Does convergence in probability imply convergence in expected value?

Question

Suppose that $Y_N \overset{p}{\to} Y$ as $N \rightarrow \infty$, i.e., $Y_N$ converges to $Y$ in probability. How do I prove that $$ E(Y_N) \rightarrow E(Y) $$ as $N \rightarrow \infty$? This is easy when $Y_N \overset{a.s.}{\to} Y$ as one can apply dominated convergence theorem (since integration over a set of measure zero yields zero). My definition for the expected value is $$ E(X)=\int_{\Omega} X dP, $$ where $\Omega$ is the space and $P$ probability measure.

Answer 1

This is not true. Even if $Y_n\to Y$ almost-surely we do not in general have $\mathbb EY_n\to\mathbb E Y$.
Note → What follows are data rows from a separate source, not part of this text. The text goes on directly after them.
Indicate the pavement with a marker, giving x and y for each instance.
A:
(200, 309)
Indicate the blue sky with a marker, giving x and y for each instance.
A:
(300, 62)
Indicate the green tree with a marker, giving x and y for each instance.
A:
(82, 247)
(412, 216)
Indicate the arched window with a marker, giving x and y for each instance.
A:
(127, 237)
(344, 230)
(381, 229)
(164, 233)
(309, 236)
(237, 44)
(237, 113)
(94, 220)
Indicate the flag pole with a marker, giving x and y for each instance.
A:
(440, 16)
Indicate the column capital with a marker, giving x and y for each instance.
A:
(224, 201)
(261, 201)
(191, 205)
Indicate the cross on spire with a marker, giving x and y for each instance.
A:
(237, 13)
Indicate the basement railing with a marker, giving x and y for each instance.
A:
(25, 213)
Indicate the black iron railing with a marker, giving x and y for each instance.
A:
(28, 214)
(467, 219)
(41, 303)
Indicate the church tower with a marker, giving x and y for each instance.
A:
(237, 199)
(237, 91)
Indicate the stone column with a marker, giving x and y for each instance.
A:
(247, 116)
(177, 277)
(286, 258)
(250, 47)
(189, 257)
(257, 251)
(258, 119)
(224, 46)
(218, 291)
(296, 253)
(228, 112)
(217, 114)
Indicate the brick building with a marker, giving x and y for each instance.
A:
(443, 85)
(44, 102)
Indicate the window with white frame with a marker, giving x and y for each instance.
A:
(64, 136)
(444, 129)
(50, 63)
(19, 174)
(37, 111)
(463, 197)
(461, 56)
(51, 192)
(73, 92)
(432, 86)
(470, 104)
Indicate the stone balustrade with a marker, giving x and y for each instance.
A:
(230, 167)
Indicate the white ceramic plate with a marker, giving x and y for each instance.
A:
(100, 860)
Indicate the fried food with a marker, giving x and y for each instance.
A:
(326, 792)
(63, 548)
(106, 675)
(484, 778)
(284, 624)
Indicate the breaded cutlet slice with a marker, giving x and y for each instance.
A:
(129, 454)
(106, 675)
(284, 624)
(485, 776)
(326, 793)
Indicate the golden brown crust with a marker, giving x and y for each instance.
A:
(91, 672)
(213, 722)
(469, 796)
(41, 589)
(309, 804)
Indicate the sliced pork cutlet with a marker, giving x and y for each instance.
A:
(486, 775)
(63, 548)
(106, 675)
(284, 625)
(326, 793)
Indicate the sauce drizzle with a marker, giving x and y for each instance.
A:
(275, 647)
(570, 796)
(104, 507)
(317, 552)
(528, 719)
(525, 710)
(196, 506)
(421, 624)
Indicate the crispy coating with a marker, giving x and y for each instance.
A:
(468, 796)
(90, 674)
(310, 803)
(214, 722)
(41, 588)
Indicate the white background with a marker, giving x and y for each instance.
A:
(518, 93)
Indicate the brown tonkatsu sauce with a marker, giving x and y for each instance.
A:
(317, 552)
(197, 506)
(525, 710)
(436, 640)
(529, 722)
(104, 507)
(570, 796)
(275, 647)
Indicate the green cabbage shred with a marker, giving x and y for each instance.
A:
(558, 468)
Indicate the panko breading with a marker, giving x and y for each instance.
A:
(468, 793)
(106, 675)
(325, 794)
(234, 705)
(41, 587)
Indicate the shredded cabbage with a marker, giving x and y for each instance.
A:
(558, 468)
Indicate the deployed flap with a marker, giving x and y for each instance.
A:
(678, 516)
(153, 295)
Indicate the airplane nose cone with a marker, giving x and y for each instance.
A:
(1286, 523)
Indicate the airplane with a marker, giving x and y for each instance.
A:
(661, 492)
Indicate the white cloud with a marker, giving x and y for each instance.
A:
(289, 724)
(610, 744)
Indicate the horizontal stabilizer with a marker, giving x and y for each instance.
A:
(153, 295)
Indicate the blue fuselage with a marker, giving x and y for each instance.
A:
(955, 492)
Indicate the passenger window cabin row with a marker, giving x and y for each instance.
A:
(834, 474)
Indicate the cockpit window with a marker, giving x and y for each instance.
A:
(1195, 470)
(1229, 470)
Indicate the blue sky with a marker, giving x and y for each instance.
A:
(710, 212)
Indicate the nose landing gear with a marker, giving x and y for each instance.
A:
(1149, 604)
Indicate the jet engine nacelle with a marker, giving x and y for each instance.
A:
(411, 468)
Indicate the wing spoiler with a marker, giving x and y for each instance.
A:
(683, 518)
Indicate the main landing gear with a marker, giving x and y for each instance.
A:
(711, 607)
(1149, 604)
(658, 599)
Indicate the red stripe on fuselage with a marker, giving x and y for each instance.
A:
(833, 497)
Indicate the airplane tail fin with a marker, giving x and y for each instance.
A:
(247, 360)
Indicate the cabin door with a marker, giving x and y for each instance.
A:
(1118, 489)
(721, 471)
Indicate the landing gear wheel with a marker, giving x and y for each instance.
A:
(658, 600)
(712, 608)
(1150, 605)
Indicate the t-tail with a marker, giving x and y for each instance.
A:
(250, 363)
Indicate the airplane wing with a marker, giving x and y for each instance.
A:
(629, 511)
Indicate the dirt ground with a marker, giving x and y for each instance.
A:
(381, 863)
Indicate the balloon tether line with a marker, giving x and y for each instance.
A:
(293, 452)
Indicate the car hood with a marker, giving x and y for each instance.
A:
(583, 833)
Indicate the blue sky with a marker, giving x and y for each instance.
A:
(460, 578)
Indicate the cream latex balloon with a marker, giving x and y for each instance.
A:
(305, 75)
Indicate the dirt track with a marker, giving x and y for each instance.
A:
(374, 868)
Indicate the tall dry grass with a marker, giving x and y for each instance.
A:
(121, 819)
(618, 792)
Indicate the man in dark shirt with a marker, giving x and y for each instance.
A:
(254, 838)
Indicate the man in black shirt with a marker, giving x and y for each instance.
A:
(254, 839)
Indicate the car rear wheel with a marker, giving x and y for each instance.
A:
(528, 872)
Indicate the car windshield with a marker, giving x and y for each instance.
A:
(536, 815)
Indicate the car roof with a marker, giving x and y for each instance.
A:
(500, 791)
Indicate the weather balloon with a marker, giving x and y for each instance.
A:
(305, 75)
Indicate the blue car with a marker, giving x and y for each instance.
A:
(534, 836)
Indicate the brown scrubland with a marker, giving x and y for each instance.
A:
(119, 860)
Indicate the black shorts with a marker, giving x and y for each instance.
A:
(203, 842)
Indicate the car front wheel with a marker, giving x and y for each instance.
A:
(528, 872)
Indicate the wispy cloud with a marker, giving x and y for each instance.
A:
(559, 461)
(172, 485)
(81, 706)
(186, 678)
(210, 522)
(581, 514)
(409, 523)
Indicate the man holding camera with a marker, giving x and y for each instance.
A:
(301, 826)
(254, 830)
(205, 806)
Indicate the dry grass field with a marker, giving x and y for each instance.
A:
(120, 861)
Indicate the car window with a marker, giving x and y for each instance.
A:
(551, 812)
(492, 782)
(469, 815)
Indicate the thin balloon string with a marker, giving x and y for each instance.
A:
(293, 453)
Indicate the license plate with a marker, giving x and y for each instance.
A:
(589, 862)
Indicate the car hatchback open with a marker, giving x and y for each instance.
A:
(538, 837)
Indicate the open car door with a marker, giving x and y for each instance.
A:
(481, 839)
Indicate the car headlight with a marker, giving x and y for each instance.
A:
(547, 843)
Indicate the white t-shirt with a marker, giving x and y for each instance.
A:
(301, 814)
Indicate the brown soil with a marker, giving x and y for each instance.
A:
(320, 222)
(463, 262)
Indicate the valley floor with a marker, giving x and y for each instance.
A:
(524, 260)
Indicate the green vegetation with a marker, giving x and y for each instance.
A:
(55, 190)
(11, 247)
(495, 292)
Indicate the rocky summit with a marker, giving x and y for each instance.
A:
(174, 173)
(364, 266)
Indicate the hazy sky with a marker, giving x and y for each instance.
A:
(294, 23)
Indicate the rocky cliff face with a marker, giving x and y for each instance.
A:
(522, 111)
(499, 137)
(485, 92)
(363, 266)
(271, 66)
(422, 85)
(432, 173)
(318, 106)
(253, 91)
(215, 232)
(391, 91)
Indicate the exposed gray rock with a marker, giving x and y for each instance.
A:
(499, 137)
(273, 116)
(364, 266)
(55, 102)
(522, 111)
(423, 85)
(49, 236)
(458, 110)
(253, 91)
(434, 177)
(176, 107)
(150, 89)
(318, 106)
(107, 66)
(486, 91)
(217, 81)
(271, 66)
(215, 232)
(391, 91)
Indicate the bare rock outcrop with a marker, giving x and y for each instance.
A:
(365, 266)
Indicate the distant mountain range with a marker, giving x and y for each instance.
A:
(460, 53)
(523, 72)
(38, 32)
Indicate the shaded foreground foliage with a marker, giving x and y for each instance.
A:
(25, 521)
As a typical example of this, consider the random variables $Y_n$ defined by $$\mathbb P[Y_n=n]=1/n, \mathbb P[Y_n=0]=1-1/n.$$ Then clearly $Y_n\to 0$ but $$\mathbb EY_n = 1, \hspace{0.5cm} \text{ for all } n \in\mathbb N.$$

In fact, knowing $\textbf{when}$ we can deduce convergence of expected values is entirely the point of the convergence theorems (dominated convergence, monotone convergence...).